Stake Capital introduces new revenue-sharing DAO

Stake Capital has been operating for over a year and validates more than 12 PoS chains with millions in AUM...

Stake Capital, a blockchain company providing staking and DeFi services, has announced the launch of Stake DAO, a revenue-sharing DAO for its DeFi services, enabling DAO token holders to continuously receive staking rewards.

The new Stake DAO launch will allow anyone to claim income earned from Stake Capital’s service fees through regularly distributed rewards. Stake Capital is aiming to further decentralize its services to the wider crypto community by letting users become DAO members, sharing in profits as well as key platform decisions.

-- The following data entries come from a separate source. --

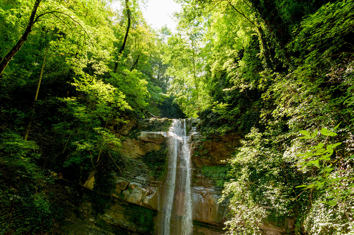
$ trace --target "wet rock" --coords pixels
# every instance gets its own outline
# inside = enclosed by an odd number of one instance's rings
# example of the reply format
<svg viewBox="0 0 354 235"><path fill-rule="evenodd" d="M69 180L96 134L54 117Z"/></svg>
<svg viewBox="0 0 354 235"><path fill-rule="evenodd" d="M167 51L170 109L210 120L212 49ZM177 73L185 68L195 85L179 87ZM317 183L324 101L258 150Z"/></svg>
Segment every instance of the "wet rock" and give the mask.
<svg viewBox="0 0 354 235"><path fill-rule="evenodd" d="M120 152L123 157L136 159L151 151L158 151L161 149L159 144L135 138L127 138L122 142Z"/></svg>
<svg viewBox="0 0 354 235"><path fill-rule="evenodd" d="M163 131L142 131L138 138L145 142L161 144L167 138L166 132Z"/></svg>
<svg viewBox="0 0 354 235"><path fill-rule="evenodd" d="M118 177L115 177L114 180L116 190L124 190L130 183L129 180Z"/></svg>
<svg viewBox="0 0 354 235"><path fill-rule="evenodd" d="M158 192L155 188L153 187L148 189L143 201L142 205L150 209L157 210L158 194Z"/></svg>
<svg viewBox="0 0 354 235"><path fill-rule="evenodd" d="M146 189L145 188L137 187L128 197L126 200L127 201L138 204L146 192Z"/></svg>
<svg viewBox="0 0 354 235"><path fill-rule="evenodd" d="M126 200L130 195L130 191L129 190L124 190L123 191L120 198L124 200Z"/></svg>

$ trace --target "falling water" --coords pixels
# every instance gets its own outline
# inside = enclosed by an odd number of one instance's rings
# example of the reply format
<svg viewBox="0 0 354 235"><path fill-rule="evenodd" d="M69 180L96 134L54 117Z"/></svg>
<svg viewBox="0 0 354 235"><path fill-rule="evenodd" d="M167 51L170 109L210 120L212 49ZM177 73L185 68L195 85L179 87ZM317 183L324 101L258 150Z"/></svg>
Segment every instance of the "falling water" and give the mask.
<svg viewBox="0 0 354 235"><path fill-rule="evenodd" d="M190 235L192 231L190 137L187 135L186 121L174 120L169 132L170 152L162 225L163 235ZM175 224L173 230L171 229L172 217Z"/></svg>

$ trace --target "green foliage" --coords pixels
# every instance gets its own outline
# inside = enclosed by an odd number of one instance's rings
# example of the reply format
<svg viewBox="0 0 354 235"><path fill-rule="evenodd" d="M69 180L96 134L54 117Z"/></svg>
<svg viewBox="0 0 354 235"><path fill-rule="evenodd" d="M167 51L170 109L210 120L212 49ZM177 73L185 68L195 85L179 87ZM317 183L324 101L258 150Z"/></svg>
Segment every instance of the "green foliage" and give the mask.
<svg viewBox="0 0 354 235"><path fill-rule="evenodd" d="M168 131L172 123L172 120L167 118L150 119L148 122L144 123L145 131Z"/></svg>
<svg viewBox="0 0 354 235"><path fill-rule="evenodd" d="M152 171L154 176L162 177L167 169L167 155L168 154L167 142L165 141L161 144L161 149L159 151L151 151L141 157L141 159Z"/></svg>
<svg viewBox="0 0 354 235"><path fill-rule="evenodd" d="M35 164L38 146L9 131L1 134L0 230L12 234L49 232L63 216L63 202L56 198L52 179Z"/></svg>
<svg viewBox="0 0 354 235"><path fill-rule="evenodd" d="M304 136L299 138L313 140L316 142L317 145L309 147L307 152L296 155L302 157L302 159L304 160L298 163L297 165L302 166L300 170L305 168L311 169L313 172L315 173L315 176L313 181L309 184L303 185L296 187L302 188L304 190L313 189L321 193L322 195L319 199L323 200L318 199L315 201L315 208L312 210L313 211L319 210L318 207L320 207L321 206L324 206L331 212L333 212L335 208L338 208L341 211L334 215L330 213L329 215L330 216L327 216L325 220L326 223L324 223L322 225L316 224L312 227L307 226L307 228L309 231L324 230L323 227L325 226L325 229L332 231L333 233L336 230L346 233L351 230L352 233L354 232L351 221L353 212L351 210L354 200L353 190L354 183L352 183L354 177L346 176L347 175L346 174L346 171L336 170L334 164L336 161L332 161L331 159L333 153L337 153L335 152L335 149L342 144L341 142L330 143L331 142L330 137L338 135L334 131L339 126L338 124L332 130L329 130L326 128L321 128L321 134L326 137L324 140L319 140L320 142L316 139L318 138L318 130L312 133L307 131L300 131L300 133ZM353 159L354 156L352 156L348 158L349 158ZM312 211L305 217L306 223L307 221L310 221L316 216ZM333 223L335 223L335 225L328 223L331 221Z"/></svg>
<svg viewBox="0 0 354 235"><path fill-rule="evenodd" d="M225 182L229 179L227 173L230 170L230 167L221 166L205 165L201 169L201 174L209 178L216 183L216 186L222 187Z"/></svg>

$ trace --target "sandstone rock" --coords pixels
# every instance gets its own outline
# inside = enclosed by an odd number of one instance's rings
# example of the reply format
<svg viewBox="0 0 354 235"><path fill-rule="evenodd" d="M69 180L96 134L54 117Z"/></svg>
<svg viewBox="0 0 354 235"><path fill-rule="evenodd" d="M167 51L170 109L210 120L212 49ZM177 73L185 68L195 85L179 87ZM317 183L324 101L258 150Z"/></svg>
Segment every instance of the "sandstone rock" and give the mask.
<svg viewBox="0 0 354 235"><path fill-rule="evenodd" d="M129 185L128 186L128 187L133 190L138 186L139 186L141 188L141 186L140 185L135 183L135 182L131 182L129 183Z"/></svg>
<svg viewBox="0 0 354 235"><path fill-rule="evenodd" d="M124 190L123 191L123 193L122 194L120 198L124 200L126 200L130 194L130 192L129 190Z"/></svg>
<svg viewBox="0 0 354 235"><path fill-rule="evenodd" d="M167 138L166 132L163 131L142 131L138 138L145 142L161 144Z"/></svg>
<svg viewBox="0 0 354 235"><path fill-rule="evenodd" d="M151 151L158 151L161 149L159 144L128 138L122 142L120 153L124 157L136 159Z"/></svg>
<svg viewBox="0 0 354 235"><path fill-rule="evenodd" d="M197 124L200 122L200 119L199 118L190 119L190 123L192 124Z"/></svg>
<svg viewBox="0 0 354 235"><path fill-rule="evenodd" d="M157 210L158 205L158 193L154 188L152 191L148 190L146 195L144 198L142 205L153 210Z"/></svg>
<svg viewBox="0 0 354 235"><path fill-rule="evenodd" d="M146 189L145 188L137 187L128 197L126 200L127 201L138 204L146 192Z"/></svg>
<svg viewBox="0 0 354 235"><path fill-rule="evenodd" d="M114 181L116 190L124 190L127 187L127 186L130 183L130 181L118 177L115 177Z"/></svg>

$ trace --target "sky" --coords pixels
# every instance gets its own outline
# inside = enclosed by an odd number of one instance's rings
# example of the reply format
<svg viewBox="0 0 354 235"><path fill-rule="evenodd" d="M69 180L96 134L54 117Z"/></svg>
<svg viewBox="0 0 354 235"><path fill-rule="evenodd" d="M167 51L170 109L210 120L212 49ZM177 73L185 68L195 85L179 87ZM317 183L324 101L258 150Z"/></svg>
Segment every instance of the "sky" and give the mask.
<svg viewBox="0 0 354 235"><path fill-rule="evenodd" d="M145 6L140 4L144 18L153 28L160 29L165 24L167 28L176 31L177 23L172 18L175 11L181 10L181 5L173 0L148 0L145 1ZM112 4L113 8L120 8L117 2Z"/></svg>

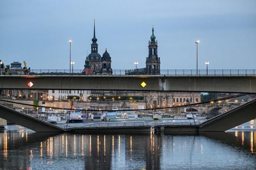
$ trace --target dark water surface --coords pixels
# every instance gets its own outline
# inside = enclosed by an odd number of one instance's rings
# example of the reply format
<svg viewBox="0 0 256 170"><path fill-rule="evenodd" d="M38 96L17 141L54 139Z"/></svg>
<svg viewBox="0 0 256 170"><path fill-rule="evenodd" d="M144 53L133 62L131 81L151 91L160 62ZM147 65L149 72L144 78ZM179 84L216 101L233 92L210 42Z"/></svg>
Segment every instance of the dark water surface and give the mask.
<svg viewBox="0 0 256 170"><path fill-rule="evenodd" d="M180 135L56 134L10 125L0 133L0 169L256 169L256 126Z"/></svg>

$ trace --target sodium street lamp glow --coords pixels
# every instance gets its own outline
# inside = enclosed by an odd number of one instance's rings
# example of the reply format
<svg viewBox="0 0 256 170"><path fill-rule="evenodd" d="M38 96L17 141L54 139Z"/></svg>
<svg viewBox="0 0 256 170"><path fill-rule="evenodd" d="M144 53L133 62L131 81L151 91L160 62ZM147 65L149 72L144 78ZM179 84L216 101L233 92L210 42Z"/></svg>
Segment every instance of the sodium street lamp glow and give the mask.
<svg viewBox="0 0 256 170"><path fill-rule="evenodd" d="M137 65L139 64L139 62L138 62L138 61L135 61L134 62L134 64L135 64L136 66L136 69L137 70Z"/></svg>
<svg viewBox="0 0 256 170"><path fill-rule="evenodd" d="M71 61L70 62L70 64L72 64L72 75L73 75L73 66L75 64L75 62L74 61Z"/></svg>
<svg viewBox="0 0 256 170"><path fill-rule="evenodd" d="M196 75L198 74L198 44L200 42L199 40L197 40L195 43L196 44Z"/></svg>
<svg viewBox="0 0 256 170"><path fill-rule="evenodd" d="M71 43L72 42L72 40L70 39L68 41L69 43L69 73L71 73L71 65L70 64L70 63L71 63Z"/></svg>
<svg viewBox="0 0 256 170"><path fill-rule="evenodd" d="M206 61L205 64L206 65L206 75L208 75L208 65L209 65L209 61Z"/></svg>

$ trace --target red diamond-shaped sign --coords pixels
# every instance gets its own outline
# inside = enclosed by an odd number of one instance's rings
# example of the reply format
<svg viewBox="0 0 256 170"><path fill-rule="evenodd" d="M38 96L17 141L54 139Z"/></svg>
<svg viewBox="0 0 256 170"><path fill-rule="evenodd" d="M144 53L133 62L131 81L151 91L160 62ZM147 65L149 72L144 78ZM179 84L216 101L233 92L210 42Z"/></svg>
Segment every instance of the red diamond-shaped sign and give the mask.
<svg viewBox="0 0 256 170"><path fill-rule="evenodd" d="M29 87L32 87L32 86L33 86L33 83L32 83L32 82L29 82L27 84Z"/></svg>

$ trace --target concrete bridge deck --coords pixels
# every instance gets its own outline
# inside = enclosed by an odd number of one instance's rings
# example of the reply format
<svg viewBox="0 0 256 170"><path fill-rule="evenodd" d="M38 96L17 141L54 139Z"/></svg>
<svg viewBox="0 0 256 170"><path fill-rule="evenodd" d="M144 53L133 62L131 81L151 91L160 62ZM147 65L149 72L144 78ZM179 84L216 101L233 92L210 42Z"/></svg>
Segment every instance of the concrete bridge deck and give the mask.
<svg viewBox="0 0 256 170"><path fill-rule="evenodd" d="M29 87L31 82L33 85ZM142 87L144 82L146 85ZM0 75L0 89L256 93L254 75Z"/></svg>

“At Stake Capital, we provide financial instruments designed to maximize returns on this new asset class. Staking pools are formed with delegators sharing revenue, locking assets for a fixed period of time; nominators are then able to collect rewards as a passive investment. Our mission is to open up these financial opportunities in a permissionless fashion, embracing the ecosystem’s core values.”
– The Stake Capital Team

Stake DAO will distribute value generated by its DeFi services to stakeholders via the Stake Capital Token (SCT):

  1. Stakeholders provide collateral on one (or more) Stake Capital DeFi services. Collaterals include Ethereum (coming soon), Tezos, Loom Network, Synthetix pools, Livepeer, Cosmos Network, Kusama, Polkadot and more.
  2. After a set cycle duration, SCT tokens are disbursed to all delegators, proportionally to the fees they generated for Stake Capital, no action required. The staking yield will be disbursed as usual in the same staked cryptocurrency. The cycle duration depends on the staking asset, as each token has a specific crypto-economic mechanism.
  3. SCT holders can then stake their earned SCT to receive DAO fees staking rewards on the Stake Capital website. Just like traditional stocks’ shareholders, SCT stakers will share revenue collected by the DAO on a regular basis.

SCT tokens have a fixed supply; they will be distributed at a continually diminishing rate, incentivizing early staking delegators. Moreover, holders will be granted pro-rata governance rights over the DAO, letting holders vote on issues such as adding a new service, changing the token disbursement rate or yield cycle duration amongst others.